Most gaming and mobile companies have a retention curve. If you missed __the last article__, we strongly recommend reading it as it discussed retention and how to calculate it.

But in a nutshell, retention is a metric that allows you to understand how well a product engages users daily. And with the help of retention and average revenue per daily active user (ARPDAU), you can calculate lifetime value (LTV): lifetime income per user.

In today’s article, we will analyse how to model LTV for 180 days using SQL and simple linear regression.

LTV is a prediction of the net profit attributed to an ongoing relationship between customer and product. In general, the LTV formula looks like ARPDAU multiplied by lifetime – the user’s lifetime in the project:

LTV = ARPDAU * Lifetime

Let’s look at the classic Retention chart:

So, lifetime is the area of the figure under Retention:

Note: Where the integrals and areas come from is explained in more detail in this article.
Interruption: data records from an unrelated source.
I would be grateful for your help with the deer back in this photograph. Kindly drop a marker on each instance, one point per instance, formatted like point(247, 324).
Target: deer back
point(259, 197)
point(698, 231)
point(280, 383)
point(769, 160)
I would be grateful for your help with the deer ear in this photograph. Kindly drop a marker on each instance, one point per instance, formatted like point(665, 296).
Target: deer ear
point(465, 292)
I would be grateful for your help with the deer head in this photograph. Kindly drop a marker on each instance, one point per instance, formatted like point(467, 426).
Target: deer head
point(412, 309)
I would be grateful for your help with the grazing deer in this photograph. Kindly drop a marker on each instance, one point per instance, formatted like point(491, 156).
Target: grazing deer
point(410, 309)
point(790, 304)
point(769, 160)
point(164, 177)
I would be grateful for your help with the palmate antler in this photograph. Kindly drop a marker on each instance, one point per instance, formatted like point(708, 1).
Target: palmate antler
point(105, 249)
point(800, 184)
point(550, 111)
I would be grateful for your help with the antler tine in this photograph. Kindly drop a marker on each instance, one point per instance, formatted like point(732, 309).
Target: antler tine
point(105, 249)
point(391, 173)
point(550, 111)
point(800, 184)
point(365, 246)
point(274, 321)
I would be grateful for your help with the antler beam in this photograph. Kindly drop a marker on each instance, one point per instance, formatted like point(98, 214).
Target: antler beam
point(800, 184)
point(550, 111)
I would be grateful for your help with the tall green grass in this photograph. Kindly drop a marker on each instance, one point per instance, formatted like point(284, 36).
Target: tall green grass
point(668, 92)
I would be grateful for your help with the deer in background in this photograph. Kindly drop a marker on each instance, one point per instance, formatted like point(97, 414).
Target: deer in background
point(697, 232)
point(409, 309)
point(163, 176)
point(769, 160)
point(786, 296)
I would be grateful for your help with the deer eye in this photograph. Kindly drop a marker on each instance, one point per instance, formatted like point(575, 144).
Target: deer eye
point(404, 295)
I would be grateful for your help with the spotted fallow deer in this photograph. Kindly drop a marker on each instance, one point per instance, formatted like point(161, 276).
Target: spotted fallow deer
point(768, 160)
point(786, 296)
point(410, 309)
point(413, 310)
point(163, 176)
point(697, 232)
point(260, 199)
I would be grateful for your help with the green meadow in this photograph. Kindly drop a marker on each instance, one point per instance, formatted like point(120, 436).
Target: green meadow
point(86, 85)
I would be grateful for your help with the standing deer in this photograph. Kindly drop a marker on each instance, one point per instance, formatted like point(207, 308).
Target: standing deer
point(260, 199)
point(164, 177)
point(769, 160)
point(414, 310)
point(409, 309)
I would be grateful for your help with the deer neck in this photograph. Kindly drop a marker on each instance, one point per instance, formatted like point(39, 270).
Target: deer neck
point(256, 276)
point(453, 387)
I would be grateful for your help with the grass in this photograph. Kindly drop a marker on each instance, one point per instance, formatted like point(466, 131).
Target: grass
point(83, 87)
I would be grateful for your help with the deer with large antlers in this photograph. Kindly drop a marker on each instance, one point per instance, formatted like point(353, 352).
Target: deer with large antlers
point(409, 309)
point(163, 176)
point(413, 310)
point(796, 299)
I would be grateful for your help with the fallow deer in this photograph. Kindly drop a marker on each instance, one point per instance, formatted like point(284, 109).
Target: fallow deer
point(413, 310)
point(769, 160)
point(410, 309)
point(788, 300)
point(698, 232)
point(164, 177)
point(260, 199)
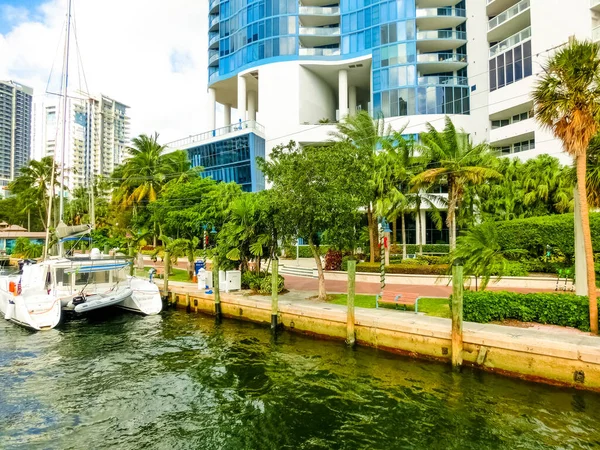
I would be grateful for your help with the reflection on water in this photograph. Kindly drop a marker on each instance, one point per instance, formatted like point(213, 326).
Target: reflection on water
point(179, 381)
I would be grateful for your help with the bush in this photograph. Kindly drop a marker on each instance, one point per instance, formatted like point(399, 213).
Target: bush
point(438, 269)
point(557, 309)
point(333, 259)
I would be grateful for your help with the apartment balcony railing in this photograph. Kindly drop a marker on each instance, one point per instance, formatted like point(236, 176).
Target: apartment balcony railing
point(444, 80)
point(510, 42)
point(319, 31)
point(441, 12)
point(248, 126)
point(508, 14)
point(441, 34)
point(441, 57)
point(319, 10)
point(319, 51)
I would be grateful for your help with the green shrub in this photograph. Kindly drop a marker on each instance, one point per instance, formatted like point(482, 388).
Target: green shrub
point(439, 269)
point(556, 309)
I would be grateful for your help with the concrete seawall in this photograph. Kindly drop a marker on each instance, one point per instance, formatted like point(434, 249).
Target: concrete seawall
point(555, 358)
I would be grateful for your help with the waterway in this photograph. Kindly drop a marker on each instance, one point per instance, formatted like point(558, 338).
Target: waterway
point(180, 381)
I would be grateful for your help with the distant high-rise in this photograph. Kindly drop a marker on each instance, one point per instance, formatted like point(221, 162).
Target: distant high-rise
point(97, 135)
point(15, 130)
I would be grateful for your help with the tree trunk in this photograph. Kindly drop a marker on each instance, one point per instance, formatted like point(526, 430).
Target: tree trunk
point(371, 225)
point(587, 241)
point(317, 256)
point(403, 236)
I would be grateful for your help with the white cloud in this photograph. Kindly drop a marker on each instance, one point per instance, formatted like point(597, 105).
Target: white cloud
point(148, 54)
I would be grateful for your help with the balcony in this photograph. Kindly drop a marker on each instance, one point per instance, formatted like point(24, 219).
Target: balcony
point(429, 63)
point(512, 41)
point(249, 126)
point(213, 40)
point(319, 52)
point(438, 40)
point(213, 23)
point(318, 16)
point(436, 18)
point(443, 80)
point(509, 22)
point(213, 58)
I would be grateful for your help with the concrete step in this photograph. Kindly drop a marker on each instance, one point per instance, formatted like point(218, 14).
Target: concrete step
point(296, 271)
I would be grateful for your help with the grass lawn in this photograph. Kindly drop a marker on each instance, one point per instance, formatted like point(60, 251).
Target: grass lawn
point(176, 274)
point(438, 307)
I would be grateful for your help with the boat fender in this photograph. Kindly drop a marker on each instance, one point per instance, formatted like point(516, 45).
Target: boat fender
point(78, 300)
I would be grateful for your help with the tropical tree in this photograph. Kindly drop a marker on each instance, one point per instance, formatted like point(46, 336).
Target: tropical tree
point(456, 162)
point(365, 135)
point(567, 102)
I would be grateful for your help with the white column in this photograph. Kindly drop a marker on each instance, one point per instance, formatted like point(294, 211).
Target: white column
point(242, 97)
point(227, 114)
point(252, 104)
point(212, 106)
point(343, 93)
point(352, 100)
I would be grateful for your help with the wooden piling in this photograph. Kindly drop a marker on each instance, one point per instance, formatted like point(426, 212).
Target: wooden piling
point(350, 333)
point(215, 270)
point(274, 294)
point(457, 315)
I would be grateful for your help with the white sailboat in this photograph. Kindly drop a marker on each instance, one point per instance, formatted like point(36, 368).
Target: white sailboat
point(38, 296)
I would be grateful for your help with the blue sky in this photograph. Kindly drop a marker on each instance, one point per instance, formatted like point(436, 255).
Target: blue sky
point(7, 21)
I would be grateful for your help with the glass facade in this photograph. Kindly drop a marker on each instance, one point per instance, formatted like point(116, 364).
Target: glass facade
point(232, 159)
point(407, 80)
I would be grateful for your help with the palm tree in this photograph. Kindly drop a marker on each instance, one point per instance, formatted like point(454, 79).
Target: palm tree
point(365, 134)
point(567, 102)
point(457, 163)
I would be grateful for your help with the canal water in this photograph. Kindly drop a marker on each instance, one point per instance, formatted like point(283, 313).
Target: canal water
point(179, 381)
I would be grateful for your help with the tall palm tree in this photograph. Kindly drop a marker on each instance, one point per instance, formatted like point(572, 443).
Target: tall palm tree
point(455, 161)
point(567, 102)
point(365, 134)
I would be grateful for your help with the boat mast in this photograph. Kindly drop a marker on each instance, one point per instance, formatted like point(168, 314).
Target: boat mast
point(65, 92)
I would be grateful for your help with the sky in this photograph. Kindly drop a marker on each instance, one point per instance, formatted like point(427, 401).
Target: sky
point(149, 54)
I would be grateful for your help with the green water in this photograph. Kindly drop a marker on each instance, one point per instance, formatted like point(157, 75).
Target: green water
point(181, 382)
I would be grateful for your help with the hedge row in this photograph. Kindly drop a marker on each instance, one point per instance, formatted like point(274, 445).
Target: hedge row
point(535, 233)
point(410, 269)
point(556, 309)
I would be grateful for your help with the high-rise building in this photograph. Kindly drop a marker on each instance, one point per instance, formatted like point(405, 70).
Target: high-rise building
point(97, 135)
point(15, 130)
point(293, 68)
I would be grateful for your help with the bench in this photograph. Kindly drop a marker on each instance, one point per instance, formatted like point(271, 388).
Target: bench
point(398, 298)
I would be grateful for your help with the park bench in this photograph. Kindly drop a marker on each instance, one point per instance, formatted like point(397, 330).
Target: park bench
point(398, 298)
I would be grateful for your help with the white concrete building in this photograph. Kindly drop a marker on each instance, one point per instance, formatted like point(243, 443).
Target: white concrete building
point(97, 136)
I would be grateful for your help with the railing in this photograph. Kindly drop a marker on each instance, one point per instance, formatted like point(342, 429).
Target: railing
point(320, 10)
point(510, 42)
point(441, 12)
point(212, 39)
point(441, 34)
point(319, 51)
point(508, 14)
point(441, 57)
point(248, 125)
point(445, 80)
point(320, 31)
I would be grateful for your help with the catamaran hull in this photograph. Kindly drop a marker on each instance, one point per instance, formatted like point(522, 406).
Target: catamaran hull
point(36, 313)
point(145, 298)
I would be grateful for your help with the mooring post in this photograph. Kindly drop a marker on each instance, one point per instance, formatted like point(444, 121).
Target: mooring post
point(215, 270)
point(167, 268)
point(274, 294)
point(351, 336)
point(457, 314)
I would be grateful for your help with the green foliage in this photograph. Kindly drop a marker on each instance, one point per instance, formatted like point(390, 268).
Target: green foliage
point(411, 269)
point(333, 259)
point(556, 309)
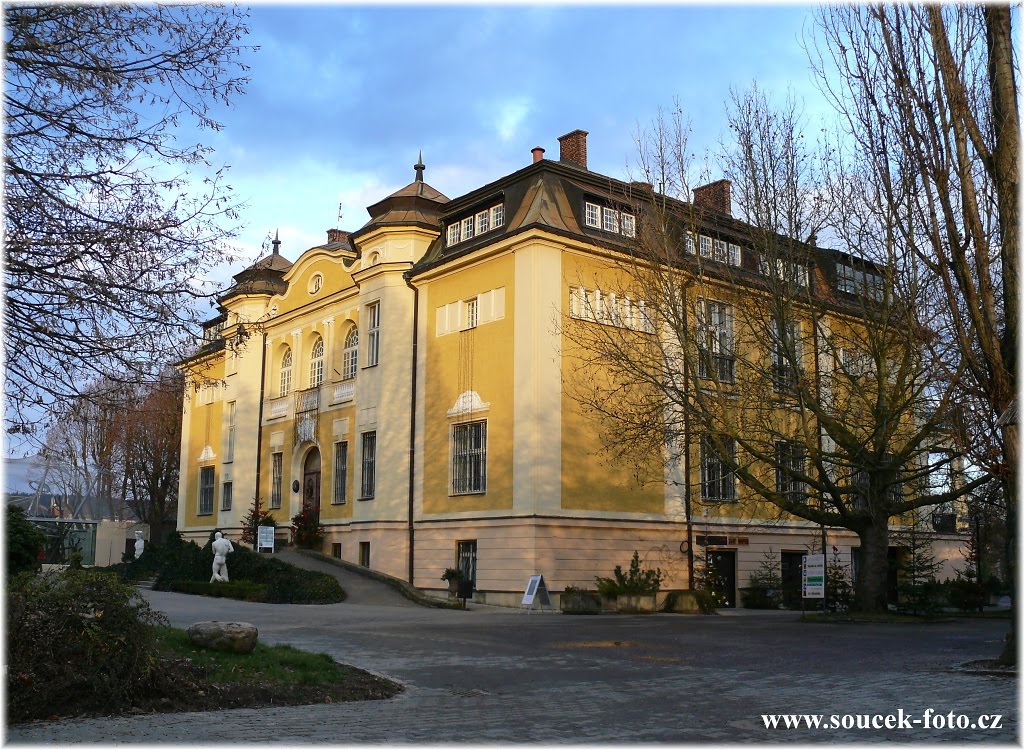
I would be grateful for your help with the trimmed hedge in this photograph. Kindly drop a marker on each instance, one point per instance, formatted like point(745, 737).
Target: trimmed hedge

So, to calculate lifetime, you need to take the integral of the time hold function. The formula takes the following form:

LTV = ∫_{0}^{T}S(t)*ARPDAU

The exponential function *a*x^b* is best suited to describe the retention curve. Here’s how it looks compared to the retention curve:

In this case, x is the number of days, and a and b are the function parameters that we will build using linear regression. The appearance of regression was not by chance – this power function can be reduced to the form of a linear function by taking the logarithm:

y = a*x^{b}

ln(y) = ln(a) + ln(x^{b})

ln(y) = ln(a) + b*ln(x)

where ln(a) – intercept, b – slope.

It remains to find these parameters, and linear regression and the least-squares method are here to help you. Lifetime is the cumulative amount of the forecast for 180 days. After calculating it, it remains to multiply lifetime by ARPDAU to get the LTV for 180 days.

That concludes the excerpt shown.